Sandoval wusste um den Grund für die Nervosität des Synodenführers. Würde Ta'sen die Synode von dem Experiment informieren, hätte das äußerst negative Konsequenzen für Zo'or. „Und was haben Sie für Doktor Beagle vorgesehen?”
„Damit werde ich mich später befassen. Sorgen Sie nur dafür, dass er weiter in der Arrestzelle bleibt - und nun bringen Sie Ta'sen her!”
„Natürlich.” Aus Zo'ors Tonfall schloss er, dass ein weiteres Versagen unangebracht wäre und eine nicht abzuschätzende Reaktion von Zo'or hervorrufen könnte - er sollte sich also bemühen, Ta'sen möglichst schnell ausfindig zu machen.


Washington, Botschaft des nordamerikanischen Companion

Liam hatte beinahe die ganze Botschaft abgesucht - und nirgends eine Spur von Da'an entdeckt. Entweder war er bereits längst wieder in seinem Büro, oder er war in seinen privaten Räumen. Als er erneut Da'ans Büro betrat, fluchte er leise. Da'an war nicht hier und auf den ersten Blick sah er auch Ta'sen und Anja nicht. Nachdem er ein paar Schritte in den Raum gemacht hatte konnte er die beiden jedoch sehen, sie standen in dem Durchgang zu Da'ans Raum und schienen angestrengt zu lauschen.
„Was machen Sie da?” Empörung sprach aus seiner Stimme.
„Psssst!” flüsterte Anja. „Seien Sie doch leise!”
Liam wollte gerade etwas erwidern, als Ta'sen ihn zu sich winkte. „Da'an hat Besuch”, flüsterte er.
Nun lauschte auch Liam und was er da hörte, gefiel ihm überhaupt nicht - auch wenn er nur die Hälfte von dem Verstand, was gesagt wurde. Einerseits war die Entfernung doch zu groß, um alles zu verstehen und andererseits verstand er nicht all die Flüche, die T'than immer wieder zwischendurch einwarf.
Der Kriegsminister redete irgend etwas von ‚letzte Chance’, ‚ständig im Weg’ und ‚Ultimatum’ und Liam glaubte, etwas von ‚Morova-Galaxie oder am besten noch weiter weg’ gehört zu haben.
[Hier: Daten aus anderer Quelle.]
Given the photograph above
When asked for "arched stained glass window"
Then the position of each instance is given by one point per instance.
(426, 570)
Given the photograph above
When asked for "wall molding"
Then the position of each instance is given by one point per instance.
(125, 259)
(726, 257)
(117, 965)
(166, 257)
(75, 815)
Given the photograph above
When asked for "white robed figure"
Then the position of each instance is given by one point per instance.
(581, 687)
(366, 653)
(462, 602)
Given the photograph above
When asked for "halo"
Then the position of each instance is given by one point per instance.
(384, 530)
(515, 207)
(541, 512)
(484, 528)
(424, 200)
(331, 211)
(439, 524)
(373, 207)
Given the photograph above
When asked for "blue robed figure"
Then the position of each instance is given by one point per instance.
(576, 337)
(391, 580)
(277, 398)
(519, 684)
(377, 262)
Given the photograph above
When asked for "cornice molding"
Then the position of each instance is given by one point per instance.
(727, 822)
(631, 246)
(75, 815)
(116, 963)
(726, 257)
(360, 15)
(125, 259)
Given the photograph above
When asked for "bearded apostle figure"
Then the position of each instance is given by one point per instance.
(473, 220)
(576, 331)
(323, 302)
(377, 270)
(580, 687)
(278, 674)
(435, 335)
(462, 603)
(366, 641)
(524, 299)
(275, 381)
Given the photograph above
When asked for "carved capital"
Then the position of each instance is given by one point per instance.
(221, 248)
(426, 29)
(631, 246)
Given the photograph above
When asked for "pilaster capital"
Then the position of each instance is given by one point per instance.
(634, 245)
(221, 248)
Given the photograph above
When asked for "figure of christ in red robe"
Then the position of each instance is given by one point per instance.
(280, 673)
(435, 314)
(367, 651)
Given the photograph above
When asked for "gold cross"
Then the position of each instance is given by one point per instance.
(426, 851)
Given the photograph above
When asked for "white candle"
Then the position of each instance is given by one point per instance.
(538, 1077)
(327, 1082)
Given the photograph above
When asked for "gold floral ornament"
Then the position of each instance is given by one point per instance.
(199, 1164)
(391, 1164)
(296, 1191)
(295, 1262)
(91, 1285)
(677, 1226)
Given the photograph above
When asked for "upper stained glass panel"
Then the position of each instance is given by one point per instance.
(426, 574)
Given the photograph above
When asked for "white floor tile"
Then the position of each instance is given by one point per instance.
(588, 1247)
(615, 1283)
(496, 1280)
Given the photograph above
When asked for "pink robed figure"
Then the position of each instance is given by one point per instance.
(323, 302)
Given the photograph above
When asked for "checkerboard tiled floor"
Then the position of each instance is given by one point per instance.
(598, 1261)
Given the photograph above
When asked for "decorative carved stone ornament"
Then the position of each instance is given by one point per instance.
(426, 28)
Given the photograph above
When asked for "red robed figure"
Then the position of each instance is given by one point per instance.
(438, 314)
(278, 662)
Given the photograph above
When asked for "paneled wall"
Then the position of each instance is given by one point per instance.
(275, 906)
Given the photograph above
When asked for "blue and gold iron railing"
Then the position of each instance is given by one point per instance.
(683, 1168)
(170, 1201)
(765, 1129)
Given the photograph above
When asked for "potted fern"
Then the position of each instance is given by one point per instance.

„Bitte, T'than, hör auf damit. Du weißt, dass du das Unmögliche verlangst.”
Schon seit geraumer Zeit umkreiste der Kriegsminister Da'an unablässig. Jetzt blieb er endlich stehen, fuhr Da'an an er solle endlich schweigen und murmelte eine äußerst ungebührliche Verwünschung: „Pa'mash, Da'an! Ra'mà, ra'maaj!”
Da'ans Augen weiteten sich.
„Das war mein letzter Vorschlag, ich werde nicht länger dulden, dass du mir ständig in den Rücken fällst!”
Der nordamerikanische Companion holte einmal tief Luft und gab sich alle Mühe, versöhnlich zu klingen. Vielleicht gelang es ihm, T'than zumindest solange hinzuhalten, bis Liam zurückkam, denn ihm war nicht entgangen, dass der Kriegsminister eine Waffe mitgebracht hatte, die er auch benutzen würde. „T'than, lass uns morgen noch einmal darüber reden. Es scheint mir, als wärst du momentan nicht in der Lage, klar zu denken.”
Empört trat T'than einen Schritt näher an Da'an heran, der erschrocken zurück wich. „Klar denken? Das musst du gerade sagen! Zumindest ist meine Priorität das Wohl unserer ganzen Spezies und nicht irgendeine verrückte Idee - und schon gar nicht das Wohl einer niederen Rasse!” Er wollte gerade zu einem weiteren Wortschwall ausholen, als ihm schlagartig klar wurde, dass Da'an mit allen Mitteln versuchte, Zeit zu schinden.

„Jetzt reicht's!” flüsterte Liam aufgebracht. „Ich gehe jetzt da rein und helfe Da'an!”
„Major, bitte, das müssen die beiden unter sich ausmachen”, wollte Ta'sen ihn aufhalten, aber Liam war schon unterwegs. Zögernd folgten Ta'sen und Anja ihm, betraten jedoch den anderen Raum nicht, sondern blieben im Gang stehen.

Unfähig sich zu bewegen starrte Da'an auf die Energiewaffe in T'thans Hand, als er eine Bewegung an der Tür vernahm. Liam! Er versuchte, sich die Erleichterung nicht anmerken zu lassen, denn T'than hatte die Tür im Rücken und Liam somit den Überraschungseffekt auf seiner Seite.
Liam blieb abrupt stehen. Er sah T'than zwar nur von hinten, aber konnte erkennen, dass er mit einer Waffe auf Da'an zielte. Was sollte das? Er wollte schon nach seiner eigenen Waffe greifen als ihm auffiel, dass er sie gar nicht dabei hatte. Sie zu holen hätte zu lange gedauert also blieb ihm nur eins.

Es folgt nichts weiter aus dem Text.